Aid pours in, but government clueless

DECCAN CHRONICLE. | SMITHA N
Published Sep 19, 2018, 5:44 am IST
Updated Sep 19, 2018, 5:44 am IST
Weavers cooperatives in Chendamangalam complain lack of focussed rehabilitation programme.
A weaver tries to salvage whatever is remaining of the handlooms at Chendamangalam after floods ravaged it.
 A weaver tries to salvage whatever is remaining of the handlooms at Chendamangalam after floods ravaged it.

Kochi: Chendamangalam, one of the worst affected panchayats in Ernakulam due the floods, has been getting promises for financial assistance and support for long-term rehabilitation from across the globe.

The damage caused to the traditional Chendamangalam handloom industry is the major reason for the global attention.

 

However, poor coordination from government agencies and local body authorities to effectively tap the support from external agencies is causing heartburn.

Public Sector Units like Cochin Shipyard Limited, artists’ groups, fashion designers, NGOs and corporate houses have extended support to rebuild the weavers’ village.
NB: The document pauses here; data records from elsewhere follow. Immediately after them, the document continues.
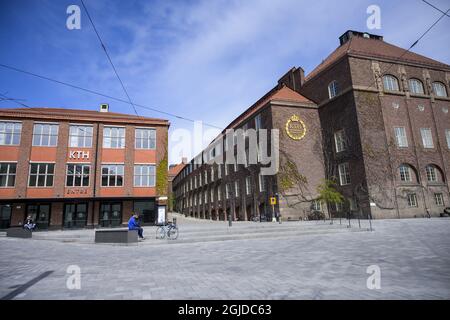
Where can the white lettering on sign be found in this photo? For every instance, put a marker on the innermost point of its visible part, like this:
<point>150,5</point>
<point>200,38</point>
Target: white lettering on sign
<point>79,155</point>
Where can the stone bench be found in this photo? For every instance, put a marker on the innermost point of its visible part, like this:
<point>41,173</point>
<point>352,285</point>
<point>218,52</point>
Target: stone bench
<point>18,232</point>
<point>116,236</point>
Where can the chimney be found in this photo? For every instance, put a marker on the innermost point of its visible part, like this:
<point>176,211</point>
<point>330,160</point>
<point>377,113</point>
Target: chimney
<point>293,79</point>
<point>104,107</point>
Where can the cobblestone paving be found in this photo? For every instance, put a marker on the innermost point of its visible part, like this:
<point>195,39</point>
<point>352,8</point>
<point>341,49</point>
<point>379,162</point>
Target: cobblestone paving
<point>414,257</point>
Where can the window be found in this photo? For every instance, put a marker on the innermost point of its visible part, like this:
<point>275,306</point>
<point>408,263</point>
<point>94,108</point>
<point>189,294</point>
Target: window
<point>339,141</point>
<point>145,138</point>
<point>439,89</point>
<point>77,175</point>
<point>80,136</point>
<point>113,137</point>
<point>412,200</point>
<point>439,199</point>
<point>262,183</point>
<point>390,83</point>
<point>10,133</point>
<point>258,124</point>
<point>400,137</point>
<point>427,138</point>
<point>344,174</point>
<point>316,205</point>
<point>333,89</point>
<point>416,86</point>
<point>112,175</point>
<point>248,185</point>
<point>45,135</point>
<point>144,175</point>
<point>7,174</point>
<point>447,136</point>
<point>41,174</point>
<point>405,173</point>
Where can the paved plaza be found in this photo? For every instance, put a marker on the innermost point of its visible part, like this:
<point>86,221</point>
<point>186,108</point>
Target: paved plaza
<point>413,256</point>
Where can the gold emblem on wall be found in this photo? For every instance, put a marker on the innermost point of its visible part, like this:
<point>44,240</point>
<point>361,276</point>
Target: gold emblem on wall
<point>295,128</point>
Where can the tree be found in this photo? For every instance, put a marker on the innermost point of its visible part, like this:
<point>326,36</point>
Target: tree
<point>328,194</point>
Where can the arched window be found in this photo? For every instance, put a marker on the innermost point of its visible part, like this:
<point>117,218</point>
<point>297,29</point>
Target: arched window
<point>439,89</point>
<point>390,83</point>
<point>333,89</point>
<point>416,86</point>
<point>434,173</point>
<point>407,173</point>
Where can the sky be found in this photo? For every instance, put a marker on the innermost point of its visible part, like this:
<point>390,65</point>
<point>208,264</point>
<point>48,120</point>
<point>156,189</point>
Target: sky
<point>204,60</point>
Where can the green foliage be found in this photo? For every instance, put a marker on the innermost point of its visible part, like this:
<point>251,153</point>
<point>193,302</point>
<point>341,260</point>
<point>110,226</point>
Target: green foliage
<point>328,193</point>
<point>162,176</point>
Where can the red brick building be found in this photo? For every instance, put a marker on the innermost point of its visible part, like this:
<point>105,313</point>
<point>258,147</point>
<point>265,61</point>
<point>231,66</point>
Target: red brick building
<point>78,168</point>
<point>372,117</point>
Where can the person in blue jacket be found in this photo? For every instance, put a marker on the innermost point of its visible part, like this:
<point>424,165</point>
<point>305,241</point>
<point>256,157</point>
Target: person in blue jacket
<point>133,224</point>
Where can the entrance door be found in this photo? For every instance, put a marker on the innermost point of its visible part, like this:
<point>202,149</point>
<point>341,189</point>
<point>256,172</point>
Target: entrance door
<point>5,216</point>
<point>111,214</point>
<point>40,213</point>
<point>75,215</point>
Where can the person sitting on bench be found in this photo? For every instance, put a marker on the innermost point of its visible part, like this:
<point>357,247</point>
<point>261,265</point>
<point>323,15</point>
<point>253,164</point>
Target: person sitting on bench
<point>29,225</point>
<point>133,224</point>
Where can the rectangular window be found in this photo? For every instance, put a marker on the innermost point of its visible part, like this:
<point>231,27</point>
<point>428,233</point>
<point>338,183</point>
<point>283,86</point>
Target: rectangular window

“Representatives from many national and international agencies are visiting the damaged handloom societies and looms. Every day, representatives of nearly five NGOs or social organisations are visiting the village. But not even a single weaver in our society has received financial support from any agency. The only support we received was from few fashion designers and boutique owners who helped us to sell the damp stock,” said P.A. Sojan, secretary of the Chendamangalam Kaithari Naithu Vyavasaya Production-cum-Sale Cooperative Society.

The society has 113 workers, including 108 weavers and it is one of the societies which suffered the worst blow in the floods. The society has lost all the 108 looms, other equipment, yarns and clothes. The total estimated loss is to the tune of `1.50 crore.
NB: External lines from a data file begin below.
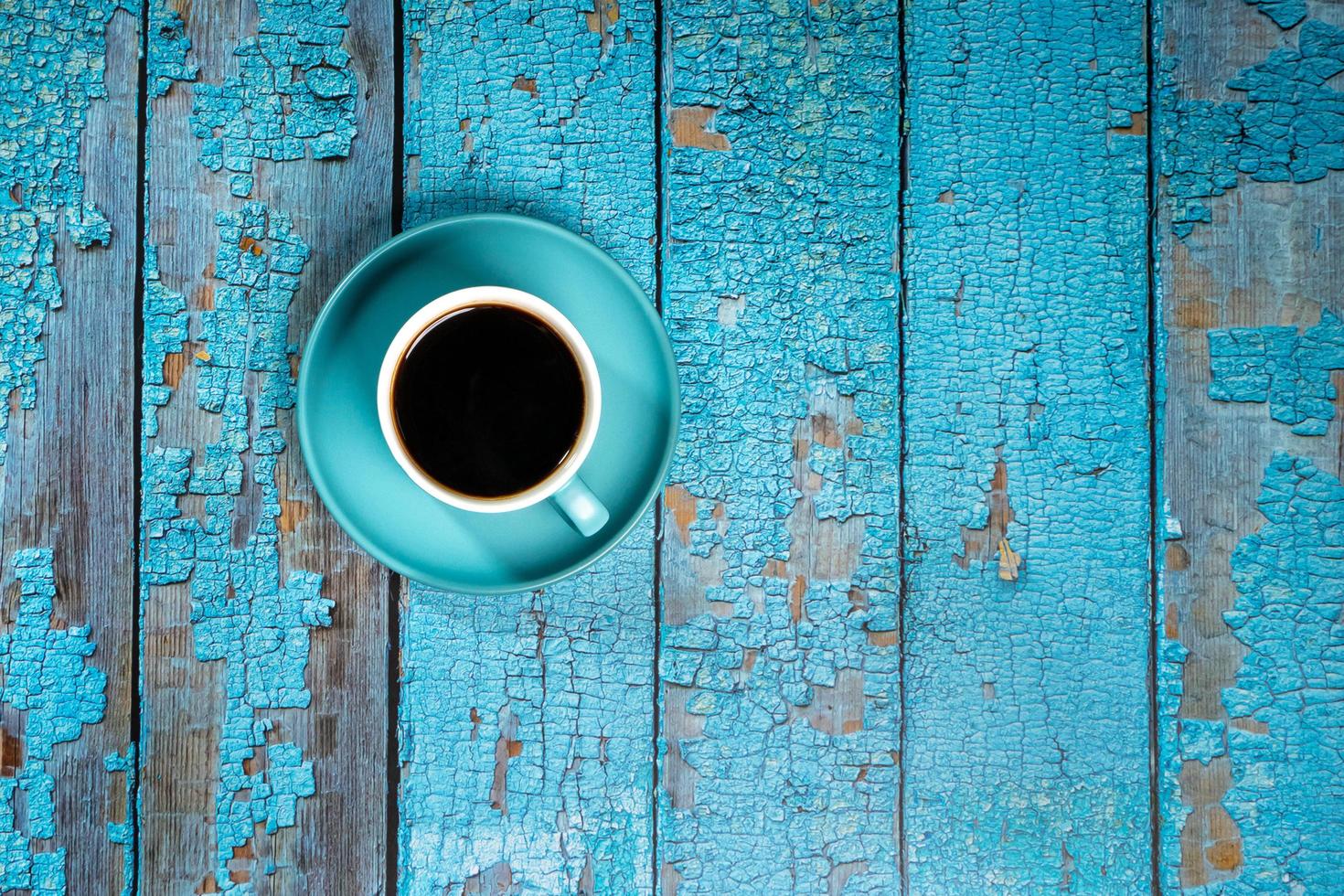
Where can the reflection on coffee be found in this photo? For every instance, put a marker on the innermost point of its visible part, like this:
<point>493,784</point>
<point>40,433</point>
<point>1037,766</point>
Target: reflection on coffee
<point>488,400</point>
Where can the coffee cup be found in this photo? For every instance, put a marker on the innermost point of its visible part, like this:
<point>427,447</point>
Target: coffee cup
<point>489,400</point>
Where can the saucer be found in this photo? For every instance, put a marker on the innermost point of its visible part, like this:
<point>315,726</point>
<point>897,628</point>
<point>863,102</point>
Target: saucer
<point>359,480</point>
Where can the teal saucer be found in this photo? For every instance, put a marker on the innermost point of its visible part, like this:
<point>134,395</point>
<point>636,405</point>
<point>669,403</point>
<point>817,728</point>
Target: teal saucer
<point>377,503</point>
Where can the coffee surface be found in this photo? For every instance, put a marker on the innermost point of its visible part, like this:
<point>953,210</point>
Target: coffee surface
<point>488,400</point>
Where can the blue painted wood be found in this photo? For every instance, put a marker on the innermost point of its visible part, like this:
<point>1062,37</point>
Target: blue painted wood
<point>538,739</point>
<point>526,727</point>
<point>68,249</point>
<point>1249,137</point>
<point>1027,475</point>
<point>780,699</point>
<point>263,656</point>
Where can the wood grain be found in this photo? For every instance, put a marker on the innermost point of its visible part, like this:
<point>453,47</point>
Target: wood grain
<point>780,696</point>
<point>263,627</point>
<point>1250,226</point>
<point>69,473</point>
<point>527,733</point>
<point>1027,465</point>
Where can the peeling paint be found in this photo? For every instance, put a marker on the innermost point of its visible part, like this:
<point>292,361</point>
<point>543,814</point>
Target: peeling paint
<point>780,692</point>
<point>54,69</point>
<point>240,609</point>
<point>1026,749</point>
<point>1285,769</point>
<point>46,677</point>
<point>526,730</point>
<point>123,833</point>
<point>1285,131</point>
<point>1286,368</point>
<point>1284,12</point>
<point>293,94</point>
<point>168,50</point>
There are five societies of which three were completely damaged while the other two had partial loss.

“Though various NGOs’ representatives are conducting surveys to assess the damage, our immediate requirement is financial assistance to get the looms repaired. Many of the families are in distress as they have lost means of livelihood for more than a month. Since monsoon intensified, volume of work and earnings were the minimum and the situation worsened with the floods. Onam sale was also washed away,” he added.
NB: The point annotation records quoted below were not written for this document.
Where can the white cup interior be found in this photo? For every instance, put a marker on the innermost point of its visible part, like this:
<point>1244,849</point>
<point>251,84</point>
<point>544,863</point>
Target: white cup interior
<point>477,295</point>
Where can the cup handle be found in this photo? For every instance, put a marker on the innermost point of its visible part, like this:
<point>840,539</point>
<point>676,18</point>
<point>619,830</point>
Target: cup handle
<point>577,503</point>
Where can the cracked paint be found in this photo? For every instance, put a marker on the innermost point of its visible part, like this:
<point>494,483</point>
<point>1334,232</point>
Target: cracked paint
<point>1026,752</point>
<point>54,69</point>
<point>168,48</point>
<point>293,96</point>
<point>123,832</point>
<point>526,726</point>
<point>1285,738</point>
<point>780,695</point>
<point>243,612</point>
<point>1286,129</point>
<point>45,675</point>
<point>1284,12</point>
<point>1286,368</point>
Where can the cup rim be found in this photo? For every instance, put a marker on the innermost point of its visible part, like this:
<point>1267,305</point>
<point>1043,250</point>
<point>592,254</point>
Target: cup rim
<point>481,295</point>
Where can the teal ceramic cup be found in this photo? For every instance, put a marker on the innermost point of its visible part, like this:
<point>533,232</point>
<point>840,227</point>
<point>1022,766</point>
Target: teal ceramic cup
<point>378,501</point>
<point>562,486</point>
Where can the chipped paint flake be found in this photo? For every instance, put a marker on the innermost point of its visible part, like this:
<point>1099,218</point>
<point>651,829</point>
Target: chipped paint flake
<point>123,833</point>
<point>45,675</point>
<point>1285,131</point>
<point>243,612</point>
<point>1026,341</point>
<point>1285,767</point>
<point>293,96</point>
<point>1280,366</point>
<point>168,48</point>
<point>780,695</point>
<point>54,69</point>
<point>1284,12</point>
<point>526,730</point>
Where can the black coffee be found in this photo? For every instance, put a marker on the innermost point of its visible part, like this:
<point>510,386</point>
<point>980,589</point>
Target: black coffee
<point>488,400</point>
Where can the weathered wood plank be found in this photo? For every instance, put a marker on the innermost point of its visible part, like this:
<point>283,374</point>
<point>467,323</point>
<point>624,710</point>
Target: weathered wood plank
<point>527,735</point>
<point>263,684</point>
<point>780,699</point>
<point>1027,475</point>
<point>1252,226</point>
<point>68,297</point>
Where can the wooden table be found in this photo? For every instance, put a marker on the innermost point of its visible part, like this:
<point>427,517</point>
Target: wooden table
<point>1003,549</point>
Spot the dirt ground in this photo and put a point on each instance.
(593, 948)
Meanwhile, T.S. Baby, president of the Paravur Handloom Weavers Cooperative Society said that the local body authorities or the government have not initiated any measures to coordinate the support from NGOs and external agencies.

A total of eight weavers in his society received funds from three different groups and restarted weaving. A Delhi-based NGO will distribute funds to 54 more weavers in next couple of weeks.

“Though Kerala State Industrial Development Corporation chairman has visited the village and promised support for rehabilitation of weaver village, the follow-up has been delayed,” he said.

However, industries minister E.P. Jayarajan has called for a meeting of representatives of handloom industry in Thiruvananthapuram on Wednesday which is expected to finalise an action plan for revival of the sector.

“If immediate support is not given to repair looms, it will be difficult to bring back the weavers to the sector as most of their families are in miserable condition,” added Sojan.